[DRBD-user] Primary/Unkown, Secondary/Unknown state normal behaviour?

Tue Jun 17 09:23:28 CEST 2008

Hello Florian,

thank you for responding.

2008/6/16 Florian Haas <florian.haas at linbit.com>:
> Doro,
>
>> Hello,
>>
>> We have set up our first HA 2-node cluster and are currently running
>> soak tests (private DRBD replication link, private heartbeat link and
>> 2nd heartbeat via DRBD replication link, no dopd, active/passive). We
>> have experienced
>> several times that after a fail-over test, e.g. unplugging the DRBD
>> replication link,
>
> Unplugging the DRBD replication link is not a failover test. What failover
> tests _did_ you run?

Yes, we realise that it is not a failover test, but we want to test recovery
modes before we go into production with the configuration.
Well, we went through a whole set. Powering down the primary, unplugging
the heartbeat links (which in our original configuration included the DRBD
link), unplugging the public network to test ipfail, killing
heartbeat daemons and as part of that we also unplugged just the DRBD
replication link, because we wanted to study the effect it has.
Going over our notes I think we got it into that state when we pulled both
hearbeat links (when going over DRBD and its own link).  Ah, this of course
means that probably DRBD first detected loss of connection and then
HA failed over, which dopd would normally prevent, but we haven't included
dopd yet, see below.
When we just disconnect the DRBD link both sides will synchronise fine.

>
>> DRBD is in a state of Primary/Unknown, Secondary/Unknown and
>> will not synchorize. We have to issue several drbdadm commands
>> like
>> ha1# drbdadm secondary drbd1
>> ha2# drbdadm detach drbd1
>> ha2# drbdadm -- --discard-my-data connect drbd1
>>
>> which sometimes got it back. Our question is whether this is normal
>> behaviour of DRBD
>> to end up in such a state in the first place
>
> No, it is a consequence of misconfigured cluster communication link and/or
> missing outdate-peer functionality. See
> http://www.drbd.org/users-guide/s-outdate.html for some background on
> this.
We'll check that link out. Misconfigured cluster communication link? Do you mean
heartbeat or DRBD? First we ran heartbeat over its own private point-to-point
_and_ the DRBD point-to-point link. Now we run heartbeat over its own and
the public network link.
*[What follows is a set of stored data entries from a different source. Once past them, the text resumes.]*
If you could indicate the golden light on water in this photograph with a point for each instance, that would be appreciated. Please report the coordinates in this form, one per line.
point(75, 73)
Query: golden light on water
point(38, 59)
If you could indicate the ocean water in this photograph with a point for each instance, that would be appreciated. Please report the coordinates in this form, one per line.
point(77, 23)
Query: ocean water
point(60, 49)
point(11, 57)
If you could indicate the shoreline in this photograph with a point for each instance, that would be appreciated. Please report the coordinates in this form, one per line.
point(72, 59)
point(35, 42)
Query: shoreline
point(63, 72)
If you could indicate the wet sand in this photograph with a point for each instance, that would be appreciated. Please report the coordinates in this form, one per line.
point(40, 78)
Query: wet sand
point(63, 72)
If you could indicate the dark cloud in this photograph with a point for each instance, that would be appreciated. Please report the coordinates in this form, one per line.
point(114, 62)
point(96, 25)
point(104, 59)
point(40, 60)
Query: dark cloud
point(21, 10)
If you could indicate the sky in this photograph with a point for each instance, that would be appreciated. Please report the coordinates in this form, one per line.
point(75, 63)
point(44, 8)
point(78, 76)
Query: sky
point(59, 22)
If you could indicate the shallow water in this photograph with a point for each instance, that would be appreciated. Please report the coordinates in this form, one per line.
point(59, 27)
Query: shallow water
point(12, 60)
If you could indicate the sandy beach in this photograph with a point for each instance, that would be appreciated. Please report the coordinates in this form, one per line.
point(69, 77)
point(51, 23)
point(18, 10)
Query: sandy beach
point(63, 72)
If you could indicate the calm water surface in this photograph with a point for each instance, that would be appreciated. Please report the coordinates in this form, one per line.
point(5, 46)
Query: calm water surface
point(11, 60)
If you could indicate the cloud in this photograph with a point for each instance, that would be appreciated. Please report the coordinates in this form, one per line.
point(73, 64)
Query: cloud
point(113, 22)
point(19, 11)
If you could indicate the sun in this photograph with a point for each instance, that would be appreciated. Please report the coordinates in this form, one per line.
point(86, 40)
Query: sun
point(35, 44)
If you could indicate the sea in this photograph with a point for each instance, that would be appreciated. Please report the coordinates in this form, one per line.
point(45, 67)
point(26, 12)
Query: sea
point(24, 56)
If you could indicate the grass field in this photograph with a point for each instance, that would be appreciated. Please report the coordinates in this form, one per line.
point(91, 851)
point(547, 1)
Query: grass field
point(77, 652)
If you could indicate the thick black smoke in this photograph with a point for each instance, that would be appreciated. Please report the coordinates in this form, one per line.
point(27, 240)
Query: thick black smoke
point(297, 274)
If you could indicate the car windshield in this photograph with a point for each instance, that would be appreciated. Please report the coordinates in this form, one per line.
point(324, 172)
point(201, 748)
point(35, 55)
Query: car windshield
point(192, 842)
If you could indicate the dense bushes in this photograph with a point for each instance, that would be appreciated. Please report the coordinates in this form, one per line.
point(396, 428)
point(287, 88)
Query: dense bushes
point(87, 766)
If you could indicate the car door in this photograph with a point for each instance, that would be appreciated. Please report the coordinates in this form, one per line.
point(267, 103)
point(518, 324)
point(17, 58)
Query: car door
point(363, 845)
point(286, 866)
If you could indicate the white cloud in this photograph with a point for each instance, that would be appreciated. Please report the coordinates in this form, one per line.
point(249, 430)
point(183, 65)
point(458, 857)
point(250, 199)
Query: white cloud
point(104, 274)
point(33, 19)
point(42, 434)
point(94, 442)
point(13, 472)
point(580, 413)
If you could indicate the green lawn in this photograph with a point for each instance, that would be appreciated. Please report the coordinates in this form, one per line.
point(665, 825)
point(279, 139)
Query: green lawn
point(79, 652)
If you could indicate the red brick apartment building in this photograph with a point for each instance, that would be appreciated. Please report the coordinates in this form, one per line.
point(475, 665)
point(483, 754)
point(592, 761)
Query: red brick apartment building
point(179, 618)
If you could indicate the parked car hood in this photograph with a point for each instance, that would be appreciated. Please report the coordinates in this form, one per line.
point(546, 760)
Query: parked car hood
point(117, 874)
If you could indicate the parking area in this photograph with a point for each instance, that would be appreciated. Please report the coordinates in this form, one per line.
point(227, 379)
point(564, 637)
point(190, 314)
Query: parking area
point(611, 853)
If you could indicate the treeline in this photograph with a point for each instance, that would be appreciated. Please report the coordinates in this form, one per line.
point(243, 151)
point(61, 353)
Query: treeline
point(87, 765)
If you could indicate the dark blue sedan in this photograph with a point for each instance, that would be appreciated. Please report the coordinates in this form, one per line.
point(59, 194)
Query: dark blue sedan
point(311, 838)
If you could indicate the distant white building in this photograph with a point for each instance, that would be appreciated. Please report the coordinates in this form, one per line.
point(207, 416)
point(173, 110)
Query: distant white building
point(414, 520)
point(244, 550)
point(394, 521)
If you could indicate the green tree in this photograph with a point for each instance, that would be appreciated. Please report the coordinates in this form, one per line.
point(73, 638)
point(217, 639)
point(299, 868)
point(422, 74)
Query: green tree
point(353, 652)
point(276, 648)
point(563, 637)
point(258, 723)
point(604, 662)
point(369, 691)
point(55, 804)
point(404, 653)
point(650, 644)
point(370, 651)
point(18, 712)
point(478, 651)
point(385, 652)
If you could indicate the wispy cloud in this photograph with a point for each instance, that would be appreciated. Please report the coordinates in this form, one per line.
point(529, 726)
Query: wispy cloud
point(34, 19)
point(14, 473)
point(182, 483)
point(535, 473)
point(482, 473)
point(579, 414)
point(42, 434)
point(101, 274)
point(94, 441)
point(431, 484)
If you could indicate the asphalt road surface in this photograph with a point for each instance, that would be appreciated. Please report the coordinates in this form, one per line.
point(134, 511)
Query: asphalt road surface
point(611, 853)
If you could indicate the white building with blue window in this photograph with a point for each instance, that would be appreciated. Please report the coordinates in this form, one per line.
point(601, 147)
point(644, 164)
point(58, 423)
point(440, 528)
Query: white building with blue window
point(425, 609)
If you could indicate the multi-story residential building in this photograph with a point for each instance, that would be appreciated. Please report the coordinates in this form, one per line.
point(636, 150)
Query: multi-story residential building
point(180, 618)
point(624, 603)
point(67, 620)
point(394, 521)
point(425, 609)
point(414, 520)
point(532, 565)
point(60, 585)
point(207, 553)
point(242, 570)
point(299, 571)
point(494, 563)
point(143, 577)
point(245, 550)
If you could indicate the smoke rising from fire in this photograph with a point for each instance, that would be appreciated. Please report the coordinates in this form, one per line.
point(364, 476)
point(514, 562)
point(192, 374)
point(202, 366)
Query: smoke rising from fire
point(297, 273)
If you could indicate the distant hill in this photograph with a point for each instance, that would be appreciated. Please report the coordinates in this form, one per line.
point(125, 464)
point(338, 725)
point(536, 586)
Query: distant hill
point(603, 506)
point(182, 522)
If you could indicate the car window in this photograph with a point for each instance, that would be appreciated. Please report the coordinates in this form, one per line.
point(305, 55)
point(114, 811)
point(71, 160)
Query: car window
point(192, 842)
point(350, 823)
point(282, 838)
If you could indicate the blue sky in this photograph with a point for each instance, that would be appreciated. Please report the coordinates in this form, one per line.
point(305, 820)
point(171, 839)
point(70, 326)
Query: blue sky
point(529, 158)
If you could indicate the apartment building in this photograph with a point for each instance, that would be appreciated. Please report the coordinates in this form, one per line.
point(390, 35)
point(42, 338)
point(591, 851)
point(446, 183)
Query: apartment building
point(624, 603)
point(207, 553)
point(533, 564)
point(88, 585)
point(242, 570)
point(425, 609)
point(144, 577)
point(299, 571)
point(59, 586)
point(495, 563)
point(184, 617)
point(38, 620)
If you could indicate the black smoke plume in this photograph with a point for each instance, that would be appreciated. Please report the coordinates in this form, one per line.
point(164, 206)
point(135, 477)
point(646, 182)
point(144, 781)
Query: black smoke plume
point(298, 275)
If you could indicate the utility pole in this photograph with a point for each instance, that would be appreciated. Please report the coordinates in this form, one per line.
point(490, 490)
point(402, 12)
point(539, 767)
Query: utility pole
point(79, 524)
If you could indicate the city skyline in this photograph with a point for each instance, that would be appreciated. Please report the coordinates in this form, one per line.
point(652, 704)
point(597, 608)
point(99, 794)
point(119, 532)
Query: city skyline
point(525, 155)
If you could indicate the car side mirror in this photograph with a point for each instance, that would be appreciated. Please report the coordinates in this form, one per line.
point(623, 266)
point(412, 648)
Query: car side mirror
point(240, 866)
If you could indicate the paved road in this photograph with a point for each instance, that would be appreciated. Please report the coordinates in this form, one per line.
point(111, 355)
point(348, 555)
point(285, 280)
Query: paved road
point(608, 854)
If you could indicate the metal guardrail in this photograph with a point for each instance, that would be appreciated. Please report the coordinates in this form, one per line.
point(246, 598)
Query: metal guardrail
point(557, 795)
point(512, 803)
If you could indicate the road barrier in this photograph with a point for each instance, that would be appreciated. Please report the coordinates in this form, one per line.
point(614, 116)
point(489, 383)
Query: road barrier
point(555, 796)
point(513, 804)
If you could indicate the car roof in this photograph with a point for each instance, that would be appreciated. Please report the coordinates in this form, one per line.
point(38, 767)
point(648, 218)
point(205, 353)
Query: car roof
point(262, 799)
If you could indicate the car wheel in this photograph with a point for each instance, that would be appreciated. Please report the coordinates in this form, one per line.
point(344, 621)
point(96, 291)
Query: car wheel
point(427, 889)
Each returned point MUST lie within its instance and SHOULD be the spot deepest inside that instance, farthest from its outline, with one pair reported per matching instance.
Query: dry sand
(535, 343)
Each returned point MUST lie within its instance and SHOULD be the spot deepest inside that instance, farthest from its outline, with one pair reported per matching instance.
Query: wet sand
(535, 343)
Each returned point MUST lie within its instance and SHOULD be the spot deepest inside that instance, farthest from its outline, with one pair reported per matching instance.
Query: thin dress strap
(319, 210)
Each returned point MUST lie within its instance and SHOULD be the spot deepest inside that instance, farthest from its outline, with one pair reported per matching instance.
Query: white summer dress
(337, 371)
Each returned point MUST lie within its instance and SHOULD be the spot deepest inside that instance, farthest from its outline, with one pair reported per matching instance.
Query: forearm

Is that the recommended configuration?

>
>> and what is the recommended recovery?
>
> See http://www.drbd.org/users-guide/s-resolve-split-brain.html
>
So

>> Is there any timeout to tune to improve this?
>
> At this point you don't need to look into timeouts. It may be wise to take
> a peek at http://www.drbd.org/users-guide/s-heartbeat-dopd.html, however.
We looked into that right at the beginning, but when trying it made
matters worse,
the log files reported "refusing to be primary while peer is not outdated".

>
> Cheers,
> Florian
>
> _______________________________________________
> drbd-user mailing list
> drbd-user at lists.linbit.com
> http://lists.linbit.com/mailman/listinfo/drbd-user
>

Doro